Did you read about it on the agenda? I didn’t either. City Manager Michael Cernech slipped it into the January 21 workshop agenda as item seven, which wasn’t on the agenda and had not been amended to include this item.
It seems he was quite prepared to bring the item forward for discussion as well, which means there was probably enough time for it to be added. Perhaps then, the public could have been aware of it.
The commission wants Tamarac to have its own high school because it believes the city needs one.
No facts. No numbers. They just want it.
Since neither the Mayor nor any of the Commissioners have children in school, you would think that they would take the time to learn a little more about the schools we have and their current enrollment numbers. They didn’t even have the foresight to appoint an Education Advisory Committee (EAC) like Coral Springs and Parkland have.
An Education Advisory Committee provides oversight and guidance on the educational needs of the residents and can better advise the commission before they proceed with items. Instead of appointing an EAC, the commission passed a resolution to issue a request for proposal, or RFP, to find a Charter School company to build their Charter High School. All this without even giving the heads-up to the public by putting it on the agenda at the city commission meeting
Here, we have two city meetings where the commission discusses building a high school for our city; however, the public is never informed about it because it’s never listed on the agenda, and it’s not categorized on web-streaming either. However, you can see them discussing it as an “off agenda” at the end of the workshop and the end of the meeting. January 21 Workshop
Isn’t this the most backward way of running our city, coming from the “city that commits to transparency?”

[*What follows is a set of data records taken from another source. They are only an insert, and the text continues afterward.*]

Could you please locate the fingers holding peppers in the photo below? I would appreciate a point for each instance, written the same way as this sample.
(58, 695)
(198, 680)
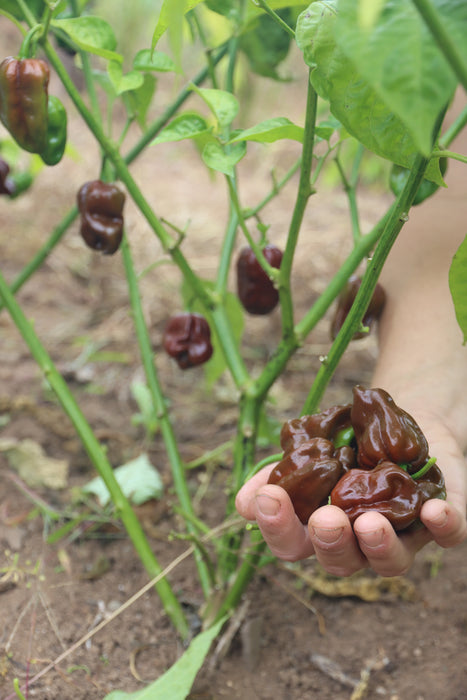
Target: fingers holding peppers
(187, 338)
(383, 466)
(256, 291)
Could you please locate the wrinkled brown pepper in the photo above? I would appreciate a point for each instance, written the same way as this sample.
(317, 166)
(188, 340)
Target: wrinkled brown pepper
(387, 489)
(359, 457)
(24, 101)
(326, 424)
(100, 206)
(384, 431)
(347, 298)
(187, 338)
(255, 290)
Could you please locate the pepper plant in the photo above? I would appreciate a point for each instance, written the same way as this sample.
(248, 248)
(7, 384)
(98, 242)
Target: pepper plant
(383, 73)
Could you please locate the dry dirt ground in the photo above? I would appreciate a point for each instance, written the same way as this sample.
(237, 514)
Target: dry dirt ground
(303, 635)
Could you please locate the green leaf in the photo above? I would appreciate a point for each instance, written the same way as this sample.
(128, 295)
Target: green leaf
(139, 480)
(123, 83)
(138, 101)
(91, 34)
(186, 126)
(171, 13)
(458, 286)
(223, 158)
(147, 60)
(222, 104)
(175, 684)
(271, 130)
(399, 59)
(352, 100)
(266, 45)
(11, 6)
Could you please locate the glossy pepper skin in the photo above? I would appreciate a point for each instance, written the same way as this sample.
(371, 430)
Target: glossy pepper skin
(386, 489)
(255, 290)
(187, 338)
(100, 206)
(347, 298)
(6, 183)
(384, 431)
(326, 424)
(56, 132)
(24, 101)
(308, 474)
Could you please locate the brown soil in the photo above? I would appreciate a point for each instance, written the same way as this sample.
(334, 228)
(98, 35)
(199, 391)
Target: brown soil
(302, 636)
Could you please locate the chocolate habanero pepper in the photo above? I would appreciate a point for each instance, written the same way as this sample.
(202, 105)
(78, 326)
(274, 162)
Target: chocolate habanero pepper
(327, 424)
(6, 183)
(24, 101)
(255, 290)
(308, 474)
(386, 489)
(384, 431)
(187, 338)
(347, 298)
(100, 206)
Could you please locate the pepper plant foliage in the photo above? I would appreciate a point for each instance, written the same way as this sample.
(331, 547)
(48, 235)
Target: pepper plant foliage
(385, 73)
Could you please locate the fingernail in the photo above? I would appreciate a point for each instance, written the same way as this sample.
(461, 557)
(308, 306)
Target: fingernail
(441, 519)
(267, 506)
(373, 538)
(328, 535)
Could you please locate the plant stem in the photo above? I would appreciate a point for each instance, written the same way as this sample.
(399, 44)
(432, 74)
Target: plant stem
(170, 442)
(395, 222)
(303, 195)
(97, 456)
(442, 37)
(264, 5)
(249, 213)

Here’s how it will work: the city wants to provide land for a Charter School to lease at the Tamarac Sports Complex at 9901 NW 77th Street. However, if they had done their homework or at least appointed an EAC, they would have known that many of our residents on the western side of Tamarac already attend J.P. Taravella, and the land they are proposing is only two miles from this A-rated, yet under-enrolled, school. Do they want a high school just because J.P. Taravella is located in Coral Springs and not Tamarac?

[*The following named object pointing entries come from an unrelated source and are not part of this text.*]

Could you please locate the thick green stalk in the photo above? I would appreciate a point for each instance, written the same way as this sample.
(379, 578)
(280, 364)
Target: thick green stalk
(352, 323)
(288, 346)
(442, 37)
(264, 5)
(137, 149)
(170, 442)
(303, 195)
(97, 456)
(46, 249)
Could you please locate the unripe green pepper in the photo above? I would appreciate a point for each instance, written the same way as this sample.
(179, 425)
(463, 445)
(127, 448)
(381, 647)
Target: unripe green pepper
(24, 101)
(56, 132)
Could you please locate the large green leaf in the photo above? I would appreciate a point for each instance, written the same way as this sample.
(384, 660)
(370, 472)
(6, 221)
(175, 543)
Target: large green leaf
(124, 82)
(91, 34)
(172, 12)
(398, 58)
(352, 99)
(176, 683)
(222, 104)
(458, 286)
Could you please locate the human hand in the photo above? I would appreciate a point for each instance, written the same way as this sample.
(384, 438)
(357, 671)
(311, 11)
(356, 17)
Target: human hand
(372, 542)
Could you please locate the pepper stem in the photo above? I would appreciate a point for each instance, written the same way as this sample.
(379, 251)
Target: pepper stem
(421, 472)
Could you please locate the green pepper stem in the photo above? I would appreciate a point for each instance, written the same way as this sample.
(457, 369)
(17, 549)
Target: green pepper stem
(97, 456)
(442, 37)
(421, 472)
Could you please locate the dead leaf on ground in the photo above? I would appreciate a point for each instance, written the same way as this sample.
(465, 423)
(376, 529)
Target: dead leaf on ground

Having a Charter High School is bad for Coral Springs and Tamarac, bad for public education, and bad for JP Taravella, to siphon off public dollars for the benefit of private corporations,” said retired Taravella teacher and former Broward County School Board Member David Thomas.
If more research had been done, they would have also discovered that Coral Glades High School, another A-rated Broward County Public School, only 4.6 miles away from the proposed site, is also under-enrolled.
Does our city commission realize that many Charter Schools are for-profit schools? Although charter schools are considered public schools, every child who attends a charter school is one more child who takes badly needed funds from our Broward County public schools. Will we put more money into Charter Schools USA Founder Jonathan Hage’s pockets so he can pay $100,000 private school tuition for his four children or finance his vacation homes?
Where will they find all these high school students without depleting funds from our nearby schools?